Types of Deep Learning Hardware - Interview with Bradley Geden of Synopsys

 

 

Artificial intelligence based on “deep learning” is rapidly being implemented in a wide variety of edge systems, mostly using commercial chips that are one of several types. Ed Sperling, Editor of Semiconductor Engineering, interviewed Bradley Geden of Synopsys about these different types, and the various applications for each type.

These include systolic arrays, 2D course-grained reconfigurable arrays, and parallel pipelines. In each case, there is a 2D neural network array of artificial neurons, with matrix operations (multiply-accumulates or MACs) on the values in the neurons.

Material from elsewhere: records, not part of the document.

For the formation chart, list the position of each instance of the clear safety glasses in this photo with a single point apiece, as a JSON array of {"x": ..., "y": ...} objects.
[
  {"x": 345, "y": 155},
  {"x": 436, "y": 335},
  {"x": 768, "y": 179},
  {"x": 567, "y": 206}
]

These are all digital computational arrays, in contrast to analog arrays of memristors that are under development elsewhere.

Systolic arrays are hard-wired for MAC operations, and are used for basic image recognition neural networks. The reconfigurable arrays are more like FPGAs, with greater flexibility for a wider range of algorithms, but are more complex to program. Parallel pipelines are optimized for high-speed throughput, involving complex calculations on real-time data.

Mr. Geden also emphasized design synthesis approaches for programming these chips. Given the repetitive nature of these structures, a hierarchical approach may often be more flexible and easier to alter than a “flat” approach. Further information from Synopsys on design tools for AI systems is available at the Synopsys website.